Surface roughness of injection mold parts
The surface roughness of injection mold parts is a key indicator of mold processing quality, directly impacting product surface quality, mold life, and molding efficiency. Surface roughness refers to the degree of microscopic irregularities on a part’s surface and is typically expressed as the Ra value (arithmetic mean deviation of the profile), measured in micrometers (μm). Surface roughness requirements vary significantly among mold parts due to their varying functions. Properly controlling roughness ensures product precision while reducing processing costs, making it a critical consideration in mold design and manufacturing.
The cavity and core, as parts in direct contact with the melt, have the most stringent surface roughness requirements, typically requiring a range of Ra 0.025–0.8 μm. High-gloss products require a cavity surface roughness of Ra 0.025–0.1 μm, achieved through mirror grinding and polishing to ensure a consistent gloss without scratches or orange peel. For products with general appearance requirements, the cavity roughness can be relaxed to Ra 0.2–0.8 μm, using conventional grinding and fine polishing. For example, the cavity surface of a mobile phone case mold must be polished to Ra 0.05 μm, achieved through diamond grinding and fine polishing with chromium oxide polishing paste to achieve a mirror finish. For industrial component molds, a cavity roughness of Ra 0.8 μm is sufficient. Cavity surface roughness also affects melt flow. A smooth surface reduces flow resistance and lowers filling pressure, making it particularly suitable for high-viscosity plastics.

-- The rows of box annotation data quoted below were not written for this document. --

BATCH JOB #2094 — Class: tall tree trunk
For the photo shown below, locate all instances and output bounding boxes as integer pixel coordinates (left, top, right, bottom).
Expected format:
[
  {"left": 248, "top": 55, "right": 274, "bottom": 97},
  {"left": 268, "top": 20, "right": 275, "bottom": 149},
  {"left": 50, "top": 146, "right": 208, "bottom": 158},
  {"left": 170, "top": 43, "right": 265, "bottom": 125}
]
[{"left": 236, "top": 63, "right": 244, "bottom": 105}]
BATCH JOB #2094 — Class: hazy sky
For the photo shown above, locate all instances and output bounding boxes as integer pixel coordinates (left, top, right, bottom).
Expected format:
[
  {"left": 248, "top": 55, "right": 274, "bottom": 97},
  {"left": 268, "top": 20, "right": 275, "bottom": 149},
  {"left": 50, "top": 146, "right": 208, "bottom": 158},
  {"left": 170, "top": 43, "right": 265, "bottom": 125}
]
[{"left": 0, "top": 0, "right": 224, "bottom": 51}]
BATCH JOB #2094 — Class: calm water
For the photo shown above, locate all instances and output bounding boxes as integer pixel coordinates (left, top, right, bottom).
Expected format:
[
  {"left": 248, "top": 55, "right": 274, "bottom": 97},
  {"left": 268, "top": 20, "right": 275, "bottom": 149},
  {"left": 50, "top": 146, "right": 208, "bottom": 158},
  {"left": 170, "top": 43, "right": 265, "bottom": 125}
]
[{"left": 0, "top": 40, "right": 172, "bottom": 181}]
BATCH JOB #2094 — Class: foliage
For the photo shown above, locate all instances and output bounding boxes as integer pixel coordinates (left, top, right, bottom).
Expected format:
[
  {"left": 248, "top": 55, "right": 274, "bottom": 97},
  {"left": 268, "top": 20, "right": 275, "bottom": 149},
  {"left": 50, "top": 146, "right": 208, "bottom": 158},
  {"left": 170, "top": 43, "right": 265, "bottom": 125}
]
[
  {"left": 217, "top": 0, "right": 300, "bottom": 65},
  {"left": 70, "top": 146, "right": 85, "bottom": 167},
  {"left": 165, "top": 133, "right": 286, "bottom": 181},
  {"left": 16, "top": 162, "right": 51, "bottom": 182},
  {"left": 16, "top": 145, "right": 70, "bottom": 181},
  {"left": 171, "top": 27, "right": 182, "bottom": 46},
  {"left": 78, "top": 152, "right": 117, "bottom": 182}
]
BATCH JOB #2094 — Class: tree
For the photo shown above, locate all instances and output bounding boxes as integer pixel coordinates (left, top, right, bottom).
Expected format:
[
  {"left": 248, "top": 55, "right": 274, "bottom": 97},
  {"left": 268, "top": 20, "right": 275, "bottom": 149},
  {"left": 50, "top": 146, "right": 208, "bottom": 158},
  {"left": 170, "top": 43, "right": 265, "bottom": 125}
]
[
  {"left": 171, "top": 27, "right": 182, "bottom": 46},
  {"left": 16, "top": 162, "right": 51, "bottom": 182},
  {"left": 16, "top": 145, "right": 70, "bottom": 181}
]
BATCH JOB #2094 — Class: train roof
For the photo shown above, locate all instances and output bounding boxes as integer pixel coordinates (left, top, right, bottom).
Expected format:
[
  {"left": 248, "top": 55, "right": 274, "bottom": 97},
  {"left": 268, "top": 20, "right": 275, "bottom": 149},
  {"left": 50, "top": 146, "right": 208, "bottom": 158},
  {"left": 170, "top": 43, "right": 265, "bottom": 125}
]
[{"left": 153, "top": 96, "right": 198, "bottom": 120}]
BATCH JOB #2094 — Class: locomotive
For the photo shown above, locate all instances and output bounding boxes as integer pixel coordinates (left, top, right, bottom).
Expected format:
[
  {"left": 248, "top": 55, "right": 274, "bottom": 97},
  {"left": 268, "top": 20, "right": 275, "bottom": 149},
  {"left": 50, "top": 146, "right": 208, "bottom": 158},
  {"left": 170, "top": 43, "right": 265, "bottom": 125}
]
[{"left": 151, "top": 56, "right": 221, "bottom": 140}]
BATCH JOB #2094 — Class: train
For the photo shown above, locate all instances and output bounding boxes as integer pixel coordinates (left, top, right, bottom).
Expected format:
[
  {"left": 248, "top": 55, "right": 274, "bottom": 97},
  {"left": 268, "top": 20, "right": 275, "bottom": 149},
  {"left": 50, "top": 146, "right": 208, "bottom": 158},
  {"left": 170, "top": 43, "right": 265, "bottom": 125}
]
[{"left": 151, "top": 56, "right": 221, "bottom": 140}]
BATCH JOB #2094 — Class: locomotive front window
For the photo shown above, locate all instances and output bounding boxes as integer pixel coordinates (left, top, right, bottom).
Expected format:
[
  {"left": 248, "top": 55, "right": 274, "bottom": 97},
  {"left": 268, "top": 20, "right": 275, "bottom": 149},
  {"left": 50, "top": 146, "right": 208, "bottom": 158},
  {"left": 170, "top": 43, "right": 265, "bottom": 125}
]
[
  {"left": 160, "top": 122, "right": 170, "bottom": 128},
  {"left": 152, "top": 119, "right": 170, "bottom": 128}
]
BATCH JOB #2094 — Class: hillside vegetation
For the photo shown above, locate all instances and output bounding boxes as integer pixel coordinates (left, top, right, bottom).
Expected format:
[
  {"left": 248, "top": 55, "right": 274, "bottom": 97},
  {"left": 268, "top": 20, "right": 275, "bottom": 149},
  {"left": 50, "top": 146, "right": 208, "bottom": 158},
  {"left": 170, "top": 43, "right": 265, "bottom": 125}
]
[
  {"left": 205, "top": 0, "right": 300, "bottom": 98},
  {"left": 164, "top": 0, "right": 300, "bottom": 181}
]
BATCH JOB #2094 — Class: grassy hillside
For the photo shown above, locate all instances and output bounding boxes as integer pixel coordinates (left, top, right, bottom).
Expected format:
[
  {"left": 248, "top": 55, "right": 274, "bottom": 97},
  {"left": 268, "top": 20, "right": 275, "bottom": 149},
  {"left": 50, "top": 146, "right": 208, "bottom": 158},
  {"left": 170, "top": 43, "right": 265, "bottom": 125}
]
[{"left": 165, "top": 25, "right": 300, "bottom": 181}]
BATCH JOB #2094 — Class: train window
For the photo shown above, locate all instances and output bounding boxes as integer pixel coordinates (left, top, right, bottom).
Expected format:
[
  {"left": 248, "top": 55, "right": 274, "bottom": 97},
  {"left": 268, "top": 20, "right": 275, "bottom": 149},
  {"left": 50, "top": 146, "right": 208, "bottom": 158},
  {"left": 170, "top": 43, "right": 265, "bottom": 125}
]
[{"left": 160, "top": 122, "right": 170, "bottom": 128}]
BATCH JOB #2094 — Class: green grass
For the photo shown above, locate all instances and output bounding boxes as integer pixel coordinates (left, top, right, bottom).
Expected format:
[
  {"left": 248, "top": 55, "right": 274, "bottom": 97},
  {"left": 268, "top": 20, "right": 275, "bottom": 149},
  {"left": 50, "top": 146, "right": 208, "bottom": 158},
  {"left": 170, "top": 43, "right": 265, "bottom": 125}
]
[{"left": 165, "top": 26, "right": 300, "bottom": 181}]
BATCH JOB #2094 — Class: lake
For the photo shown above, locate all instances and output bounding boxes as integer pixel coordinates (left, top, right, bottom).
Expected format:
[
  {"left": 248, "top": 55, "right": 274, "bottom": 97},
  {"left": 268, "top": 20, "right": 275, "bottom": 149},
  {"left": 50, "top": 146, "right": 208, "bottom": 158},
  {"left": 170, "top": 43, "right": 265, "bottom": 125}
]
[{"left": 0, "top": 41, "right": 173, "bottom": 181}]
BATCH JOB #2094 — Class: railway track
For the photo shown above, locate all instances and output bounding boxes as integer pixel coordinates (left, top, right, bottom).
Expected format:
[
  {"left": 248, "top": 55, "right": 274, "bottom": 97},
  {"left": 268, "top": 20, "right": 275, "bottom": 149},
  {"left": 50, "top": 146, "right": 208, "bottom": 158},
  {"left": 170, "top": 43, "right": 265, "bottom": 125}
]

The surface roughness requirement for guide mechanism components (such as guide pins and guide sleeves) is Ra0.1-0.8μm to reduce friction and wear during relative motion. The roughness of the outer diameter of the guide pin and the inner bore of the guide sleeve must be controlled within Ra0.1-0.4μm. The smaller the clearance, the higher the roughness requirement. For example, the roughness requirement for guide pins and sleeves in precision molds is Ra0.1μm to ensure smooth movement without binding. Standard molds can be relaxed to Ra0.8μm, but regular lubrication is required to reduce wear. The surface roughness of the guide mechanism also affects the positioning accuracy of the mold. Excessive roughness will increase the clearance and affect the dimensional stability of the product. Therefore, precision grinding is required to ensure surface quality.
The surface roughness of ejector mechanism components (such as ejector pins and ejector plates) generally ranges from Ra0.4 to 3.2μm. The mating surface between the ejector pin and the ejector hole must reach Ra0.4 to 0.8μm to prevent sticking or leakage caused by excessive roughness. The working surface roughness of the ejector plate should be Ra1.6 to 3.2μm, which is sufficient to meet flatness requirements. For ejector parts that require frequent movement, the surface roughness should be appropriately reduced. For example, the ejector pin in an automotive bumper mold has a roughness of Ra0.4μm. The mating surface is nitrided to a hardness of HRC55 or higher, significantly improving wear resistance and service life. The roughness of the ejector mechanism must also be matched to the lubricant. A smooth surface combined with a specialized high-temperature grease can further reduce the coefficient of friction.
The surface roughness requirements for template components (such as fixed and movable templates) are differentiated by function. Working surfaces in contact with the mold cavity should have a roughness of Ra 0.8 to 3.2 μm to ensure a tight mold seal. Non-working surfaces (such as the sides and back) should have a roughness of Ra 3.2 to 12.5 μm, and only need to meet installation and strength requirements. The roughness of the template’s guide post holes, screw holes, and other mating holes should be Ra 1.6 to 6.3 μm. The hole walls must be smooth to ensure assembly accuracy. For example, the roughness of the guide post holes should be Ra 1.6 μm, achieved through reaming or boring, to ensure that the guide post does not loosen after being pressed in. Template roughness also affects the overall rigidity of the mold. Excessively rough surfaces can cause stress concentration, reducing the mold’s service life. Therefore, important templates require surface shot peening to reduce roughness and eliminate internal stress.
Controlling the surface roughness of mold parts requires a combination of processing technology and cost-effectiveness. High-precision roughness (Ra ≤ 0.1 μm) requires ultra-precision grinding, polishing, or electrochemical machining, which are costly and suitable for high-demand products. Medium roughness (Ra 0.2-1.6 μm) can be achieved through conventional grinding and milling, which is moderately cost-effective and widely applicable. Low-precision roughness (Ra ≥ 3.2 μm) can be achieved through rough milling and planing and is suitable for non-matching parts. In actual production, reasonable roughness standards must be established based on product requirements. For example, key parts in molds for medical-grade products must meet a roughness of Ra 0.05 μm, while molds for consumer goods can be relaxed to Ra 1.6 μm. At the same time, regular surface roughness testing of parts should be performed, using a roughness meter and multiple measurements at different locations to ensure compliance with design requirements and avoid product defects or mold failures caused by excessive roughness.